Abstract

: Since the initial description of adrenalectomy, surgical management of adrenal masses has continued to evolve. In this article, the clinical evaluation, indications for partial adrenalectomy, surgical approaches and technical aspects of partial adrenalectomy, and outcomes are reviewed. The advantages and disadvantages of different operative approaches are discussed in the context of performance of pADX, including anterior, posterior, laparoendoscopic single site (LESS) surgery and robot-assisted approaches. Finally, post-operative management and outcomes are reviewed. The published literature (English language) was reviewed by searching PubMed between the years January 1, 1990 to December 31, 2021. Expert consensus and personal experiences were included to highlight nuances in planning and management.

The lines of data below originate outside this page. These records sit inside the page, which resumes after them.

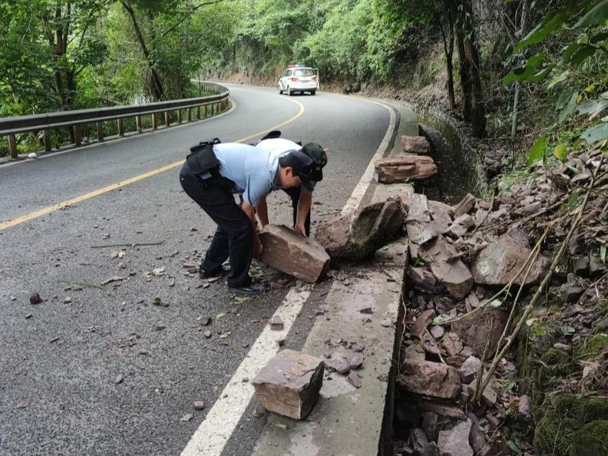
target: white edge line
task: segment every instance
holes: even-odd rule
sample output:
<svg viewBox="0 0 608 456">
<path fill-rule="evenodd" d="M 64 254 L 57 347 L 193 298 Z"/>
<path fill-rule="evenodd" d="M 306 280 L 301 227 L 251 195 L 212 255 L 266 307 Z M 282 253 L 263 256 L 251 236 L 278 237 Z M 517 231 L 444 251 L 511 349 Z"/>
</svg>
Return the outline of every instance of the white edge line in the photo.
<svg viewBox="0 0 608 456">
<path fill-rule="evenodd" d="M 273 317 L 283 321 L 283 329 L 276 331 L 267 325 L 256 339 L 249 352 L 236 369 L 219 398 L 192 435 L 182 456 L 220 455 L 240 417 L 254 396 L 254 387 L 243 379 L 250 380 L 278 352 L 277 341 L 285 339 L 296 321 L 304 303 L 308 299 L 312 285 L 302 285 L 292 288 Z"/>
<path fill-rule="evenodd" d="M 359 207 L 368 187 L 372 182 L 374 162 L 381 158 L 386 151 L 395 129 L 396 116 L 392 108 L 370 99 L 362 101 L 386 108 L 390 115 L 390 119 L 386 133 L 376 153 L 372 158 L 370 164 L 342 209 L 343 215 Z M 277 341 L 284 339 L 289 333 L 292 325 L 310 296 L 312 289 L 312 285 L 303 285 L 289 290 L 273 315 L 273 317 L 278 316 L 283 319 L 284 324 L 283 330 L 272 330 L 269 324 L 264 327 L 249 353 L 241 361 L 218 399 L 191 437 L 181 456 L 221 455 L 254 397 L 254 387 L 249 382 L 243 382 L 243 379 L 253 379 L 262 367 L 278 352 Z"/>
</svg>

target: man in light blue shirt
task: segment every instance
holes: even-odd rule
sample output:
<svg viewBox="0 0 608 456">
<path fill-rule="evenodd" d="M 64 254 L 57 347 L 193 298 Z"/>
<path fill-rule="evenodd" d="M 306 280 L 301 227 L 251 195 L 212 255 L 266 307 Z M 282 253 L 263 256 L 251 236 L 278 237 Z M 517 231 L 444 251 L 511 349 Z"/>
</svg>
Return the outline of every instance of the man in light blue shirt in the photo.
<svg viewBox="0 0 608 456">
<path fill-rule="evenodd" d="M 276 132 L 279 133 L 279 132 Z M 280 134 L 280 133 L 279 133 Z M 294 230 L 303 236 L 310 236 L 310 208 L 312 205 L 312 191 L 317 180 L 323 178 L 322 169 L 327 163 L 326 149 L 324 149 L 318 144 L 309 142 L 303 146 L 293 141 L 289 141 L 282 137 L 271 137 L 263 139 L 256 144 L 256 149 L 269 153 L 271 156 L 275 158 L 281 157 L 289 153 L 292 151 L 301 151 L 311 157 L 318 165 L 316 180 L 304 180 L 301 184 L 297 187 L 283 189 L 285 192 L 292 199 L 293 207 Z M 262 226 L 269 223 L 268 207 L 266 204 L 266 198 L 260 198 L 259 204 L 256 207 L 258 217 Z"/>
<path fill-rule="evenodd" d="M 262 254 L 256 230 L 255 207 L 273 189 L 298 187 L 312 175 L 314 162 L 294 151 L 280 157 L 238 143 L 193 148 L 180 172 L 186 193 L 218 225 L 199 269 L 202 278 L 228 274 L 230 291 L 256 294 L 265 286 L 249 276 L 251 258 Z M 242 193 L 240 207 L 234 193 Z M 222 263 L 230 260 L 230 267 Z"/>
</svg>

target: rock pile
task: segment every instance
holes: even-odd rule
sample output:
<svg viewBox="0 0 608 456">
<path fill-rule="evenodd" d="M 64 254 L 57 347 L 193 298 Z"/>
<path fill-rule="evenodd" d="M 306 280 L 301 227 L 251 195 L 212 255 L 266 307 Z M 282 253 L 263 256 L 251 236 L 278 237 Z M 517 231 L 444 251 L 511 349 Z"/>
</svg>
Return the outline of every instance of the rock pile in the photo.
<svg viewBox="0 0 608 456">
<path fill-rule="evenodd" d="M 411 431 L 397 453 L 565 455 L 587 445 L 593 450 L 585 454 L 601 453 L 602 444 L 587 434 L 608 428 L 608 415 L 600 417 L 608 401 L 582 400 L 567 412 L 563 405 L 568 395 L 608 393 L 608 164 L 598 170 L 600 163 L 591 151 L 519 182 L 504 178 L 509 191 L 502 187 L 489 202 L 403 199 L 412 263 L 396 417 Z M 517 320 L 517 310 L 509 316 L 513 300 L 525 305 L 547 276 L 593 173 L 596 190 L 567 259 L 517 335 L 518 356 L 497 360 L 473 403 L 479 377 L 489 378 Z M 535 258 L 535 244 L 555 220 Z"/>
</svg>

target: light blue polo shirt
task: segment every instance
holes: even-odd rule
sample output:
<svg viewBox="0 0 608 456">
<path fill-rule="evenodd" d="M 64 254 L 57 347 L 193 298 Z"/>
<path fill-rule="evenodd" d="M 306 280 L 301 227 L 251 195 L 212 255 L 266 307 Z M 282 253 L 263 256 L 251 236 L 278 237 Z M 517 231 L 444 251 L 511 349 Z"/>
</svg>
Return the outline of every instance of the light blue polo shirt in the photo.
<svg viewBox="0 0 608 456">
<path fill-rule="evenodd" d="M 276 184 L 278 162 L 270 152 L 256 149 L 249 144 L 237 142 L 213 145 L 213 153 L 220 162 L 220 174 L 234 182 L 234 193 L 243 193 L 243 198 L 257 206 L 260 198 L 269 193 Z M 209 173 L 200 175 L 210 177 Z"/>
</svg>

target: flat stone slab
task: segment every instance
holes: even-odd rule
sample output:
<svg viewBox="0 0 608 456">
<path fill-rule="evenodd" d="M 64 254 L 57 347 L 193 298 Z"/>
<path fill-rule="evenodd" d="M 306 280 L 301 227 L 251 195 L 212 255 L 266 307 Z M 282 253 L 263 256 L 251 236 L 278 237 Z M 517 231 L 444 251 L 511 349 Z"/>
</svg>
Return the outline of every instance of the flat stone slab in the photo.
<svg viewBox="0 0 608 456">
<path fill-rule="evenodd" d="M 392 454 L 396 366 L 390 360 L 397 359 L 401 334 L 401 279 L 408 261 L 404 245 L 406 250 L 403 242 L 396 241 L 379 250 L 372 263 L 361 267 L 365 278 L 357 277 L 354 270 L 356 278 L 348 285 L 333 283 L 323 304 L 325 312 L 316 319 L 303 348 L 319 357 L 329 351 L 332 359 L 352 359 L 360 353 L 365 359 L 363 365 L 351 372 L 350 380 L 337 372 L 330 373 L 319 402 L 305 420 L 269 415 L 254 454 Z M 381 265 L 397 281 L 387 281 Z M 358 303 L 370 303 L 375 312 L 361 314 Z M 392 322 L 390 327 L 382 325 L 386 319 Z"/>
<path fill-rule="evenodd" d="M 285 225 L 267 225 L 260 242 L 263 263 L 305 282 L 316 282 L 330 268 L 330 256 L 321 244 Z"/>
<path fill-rule="evenodd" d="M 323 361 L 292 350 L 279 352 L 262 368 L 251 384 L 264 408 L 303 419 L 319 399 Z"/>
</svg>

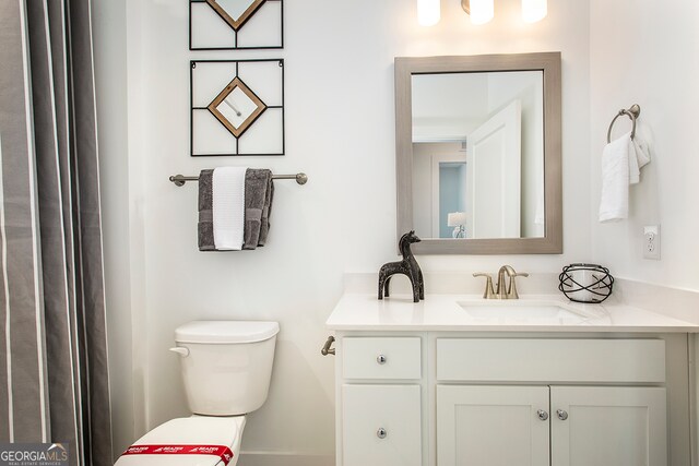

Partial adrenalectomy, in specific situations, is preferred to bilateral total adrenalectomy to avoid the need for long-term steroid supplementation, as steroid dependence is associated with decreased quality of life and increased morbidity and mortality. Various types of adrenal pathology may involve both adrenal glands, either concurrently or sequentially, especially in those with hereditary syndromes. Advancements in understanding the underlying disease processes, indications and contraindications to pADX, and minimally invasive surgery, including robotic assistance and other intraoperative adjuncts, have allowed for more widespread offering of pADX to appropriate patients. Partial adrenalectomy is a safe and effective operation in patients who otherwise would be relegated to bilateral adrenalectomy, permanent postoperative adrenal insufficiency and the need for lifelong steroid supplementation. Preoperative planning and intraoperative conduct of the operation are key to selecting appropriate patients and managing patients over the long-term, especially for those expected to have disease recurrence due to genetic mutations.